= Belorusy i rynok =

Belarusian weekly business newspaper

Belorusy i rynok (Белорусы и рынок, /ru/) is the main business weekly newspaper published in Belarus. The publication was banned by the Ministry of information of the Republic of Belarus on December 12, 2022.

The newspaper was founded in 1990 under the name Belorusskij rynok (Белорусский рынок, The Belarusian Market) and was one of the first private media in Belarus. In 2005 the newspaper had to change its name following a decree of president Lukashenka that forbid usage of the words National and Belarusian in names of organisations and newspapers.

The newspaper was published mainly in Russian language. For 25 years, until 2015, the newspaper was headed by Viačasłaŭ Chadasoŭski. Chadasoŭski was succeeded first by Valentina Vestort, and later by Andrei Aleksandrovich, a former journalist at Belorusskaya Delovaya Gazeta and one of the founders of the Ezhednevnik business newspaper.

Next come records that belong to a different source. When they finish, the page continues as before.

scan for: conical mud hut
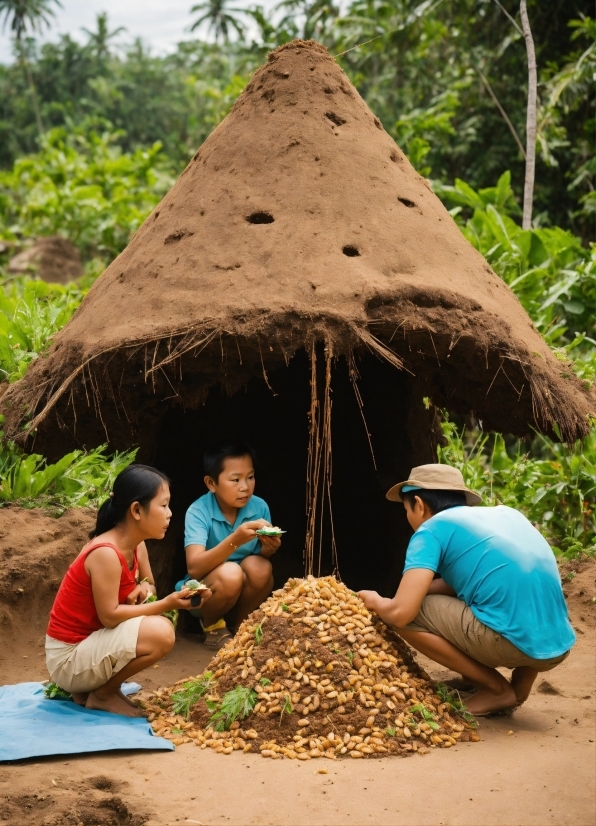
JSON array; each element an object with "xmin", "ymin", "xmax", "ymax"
[{"xmin": 1, "ymin": 40, "xmax": 593, "ymax": 594}]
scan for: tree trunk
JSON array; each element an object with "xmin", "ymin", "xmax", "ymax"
[
  {"xmin": 17, "ymin": 39, "xmax": 44, "ymax": 138},
  {"xmin": 520, "ymin": 0, "xmax": 537, "ymax": 230}
]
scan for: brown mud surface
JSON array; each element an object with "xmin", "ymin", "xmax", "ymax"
[{"xmin": 0, "ymin": 512, "xmax": 594, "ymax": 825}]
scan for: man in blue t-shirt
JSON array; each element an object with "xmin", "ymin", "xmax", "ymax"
[
  {"xmin": 181, "ymin": 440, "xmax": 281, "ymax": 649},
  {"xmin": 358, "ymin": 464, "xmax": 575, "ymax": 716}
]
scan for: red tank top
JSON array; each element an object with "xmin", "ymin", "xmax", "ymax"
[{"xmin": 47, "ymin": 542, "xmax": 139, "ymax": 644}]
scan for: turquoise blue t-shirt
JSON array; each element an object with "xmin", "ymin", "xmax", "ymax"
[
  {"xmin": 184, "ymin": 491, "xmax": 271, "ymax": 563},
  {"xmin": 403, "ymin": 505, "xmax": 575, "ymax": 660}
]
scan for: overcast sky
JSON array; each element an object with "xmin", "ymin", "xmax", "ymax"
[{"xmin": 0, "ymin": 0, "xmax": 271, "ymax": 63}]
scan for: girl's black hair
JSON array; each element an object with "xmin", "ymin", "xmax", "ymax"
[
  {"xmin": 89, "ymin": 464, "xmax": 170, "ymax": 538},
  {"xmin": 204, "ymin": 439, "xmax": 256, "ymax": 482},
  {"xmin": 402, "ymin": 488, "xmax": 468, "ymax": 515}
]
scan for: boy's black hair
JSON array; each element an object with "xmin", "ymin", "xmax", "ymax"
[
  {"xmin": 402, "ymin": 488, "xmax": 468, "ymax": 515},
  {"xmin": 204, "ymin": 439, "xmax": 256, "ymax": 482}
]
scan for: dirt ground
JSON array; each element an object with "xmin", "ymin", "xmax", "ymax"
[{"xmin": 0, "ymin": 513, "xmax": 594, "ymax": 826}]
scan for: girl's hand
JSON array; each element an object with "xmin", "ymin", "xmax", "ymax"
[
  {"xmin": 125, "ymin": 584, "xmax": 144, "ymax": 605},
  {"xmin": 137, "ymin": 580, "xmax": 155, "ymax": 603},
  {"xmin": 162, "ymin": 588, "xmax": 212, "ymax": 611},
  {"xmin": 259, "ymin": 534, "xmax": 281, "ymax": 558}
]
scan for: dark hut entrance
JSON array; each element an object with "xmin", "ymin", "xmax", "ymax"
[{"xmin": 146, "ymin": 348, "xmax": 432, "ymax": 600}]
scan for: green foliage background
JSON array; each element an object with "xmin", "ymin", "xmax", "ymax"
[{"xmin": 0, "ymin": 2, "xmax": 593, "ymax": 554}]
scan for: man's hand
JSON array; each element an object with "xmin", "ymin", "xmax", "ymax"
[
  {"xmin": 357, "ymin": 590, "xmax": 381, "ymax": 613},
  {"xmin": 259, "ymin": 534, "xmax": 281, "ymax": 558},
  {"xmin": 357, "ymin": 569, "xmax": 435, "ymax": 628}
]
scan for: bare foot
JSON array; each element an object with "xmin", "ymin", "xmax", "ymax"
[
  {"xmin": 85, "ymin": 690, "xmax": 143, "ymax": 717},
  {"xmin": 464, "ymin": 684, "xmax": 517, "ymax": 716},
  {"xmin": 72, "ymin": 692, "xmax": 89, "ymax": 706},
  {"xmin": 511, "ymin": 666, "xmax": 539, "ymax": 706}
]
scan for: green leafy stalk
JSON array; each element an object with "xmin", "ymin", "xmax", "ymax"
[
  {"xmin": 145, "ymin": 593, "xmax": 179, "ymax": 629},
  {"xmin": 208, "ymin": 686, "xmax": 258, "ymax": 732},
  {"xmin": 435, "ymin": 683, "xmax": 477, "ymax": 726},
  {"xmin": 280, "ymin": 694, "xmax": 293, "ymax": 725},
  {"xmin": 170, "ymin": 672, "xmax": 214, "ymax": 719},
  {"xmin": 409, "ymin": 703, "xmax": 440, "ymax": 730},
  {"xmin": 43, "ymin": 682, "xmax": 72, "ymax": 700}
]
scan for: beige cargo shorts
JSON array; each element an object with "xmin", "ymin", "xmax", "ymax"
[
  {"xmin": 405, "ymin": 595, "xmax": 569, "ymax": 671},
  {"xmin": 45, "ymin": 616, "xmax": 144, "ymax": 693}
]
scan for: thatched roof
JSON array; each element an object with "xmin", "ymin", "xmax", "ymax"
[{"xmin": 1, "ymin": 40, "xmax": 593, "ymax": 446}]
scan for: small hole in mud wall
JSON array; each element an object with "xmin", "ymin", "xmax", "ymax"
[
  {"xmin": 398, "ymin": 197, "xmax": 417, "ymax": 208},
  {"xmin": 343, "ymin": 245, "xmax": 360, "ymax": 257},
  {"xmin": 325, "ymin": 112, "xmax": 346, "ymax": 126},
  {"xmin": 247, "ymin": 212, "xmax": 274, "ymax": 224}
]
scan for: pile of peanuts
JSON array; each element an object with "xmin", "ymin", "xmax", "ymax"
[{"xmin": 141, "ymin": 575, "xmax": 479, "ymax": 758}]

In December 2022, Belorusy i rynok was banned by the Ministry of Information for "disseminating extremist materials" on its website, which were actually hyperlinks to some external sources also recognised as "extremist". The website continued to function.

In April 2023, the newspaper's director Konstantin Zolotykh, who had been arrested in May 2022, was sentenced to four years in prison. Aleksandrovich was declared a witness in the case, the KGB interrogated him and searched his home, seizing his computer. He was forced into exile in the late 2023. Alexandrovich died prematurely on 26 February 2024.